I think I threw in a chicken carcass, some carrot peelings, a couple ribs of celery that were past their prime, and half an onion that I had cut up a while ago. I looked up a recipe for a "Bouquet Garni" from The Joy of Cooking and threw in whatever herbs I had that matched (probably parsley, thyme and some peppercorns, since that's what's usually in the house).

I simmered it for 3 or 4 hours, strained it through my colander, then through an actual strainer.

And it looked like this:


I did manage to strain some more of the herbs out of it after I took that picture, but it was amazing even with those little pieces in there. And this time around, I tied all the herbs together in a square of cheesecloth, and it wasn't a problem. I froze it in ice cube trays and used it anytime a recipe called for chicken broth or stock. Delicious. And nearly free. And way easier than I originally thought. You really can't mess this stuff up.

I made another pot yesterday, and I still can't get over how I was paying $1/can for this stuff, on sale! And I can pronounce all the ingredients in the homemade version, which, by the way, is way lower in sodium. Oh, and I've used one of those rotisserie chickens from the grocery store to make this, with equal success, so you don't have to cook whole chickens to do it.

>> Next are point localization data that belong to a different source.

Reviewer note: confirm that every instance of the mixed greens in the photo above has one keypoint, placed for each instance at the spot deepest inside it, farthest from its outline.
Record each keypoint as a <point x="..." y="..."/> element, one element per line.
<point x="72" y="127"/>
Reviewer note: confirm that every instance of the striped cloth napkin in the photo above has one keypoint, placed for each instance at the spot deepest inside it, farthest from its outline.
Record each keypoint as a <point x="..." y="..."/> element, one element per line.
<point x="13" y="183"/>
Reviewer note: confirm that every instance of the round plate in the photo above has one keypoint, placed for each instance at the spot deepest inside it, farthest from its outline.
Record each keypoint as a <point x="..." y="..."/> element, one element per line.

This is the closest I could get to an actual recipe. Seriously. Don't feel any need to follow this to the letter.

Basic Chicken Stock
1) Place chicken carcass in large, deep pot. If you remove as much skin as possible, you won't have to skim as much fat off later.
2) Add cold water to cover.
3) Bring to a boil. If any fat or scum rises to the top and you feel like it, skim it off. Sometimes I do; sometimes I forget.
4) Reduce heat and add quartered onion, chopped celery and carrots, about [1 t. each dried parsley and thyme, 3-4 peppercorns, 1 bay leaf and 1 clove garlic]. Tie bracketed ingredients together in 1 small square cheesecloth or a coffee filter for easy removal.
5) Simmer for 3-4 hours. (Joy of Cooking says to simmer uncovered, but I usually partially cover it.)
6) Strain. How fine your strainer is will determine how clear and "pure" your broth is. Since we use it mostly in recipes and don't eat it as soup, I just strain it through a regular colander (which removes the chicken pieces and veggies).
7) Skim the fat off the top before using. (This is easier to do once the stock has been refrigerated, as the fat rises to the top and solidifies. It will even stick to your spoon if you use a metal one.)

Waste not, right?

1 comment:

Beth Anne said...

Yes! Love homemade stock! Soooo good.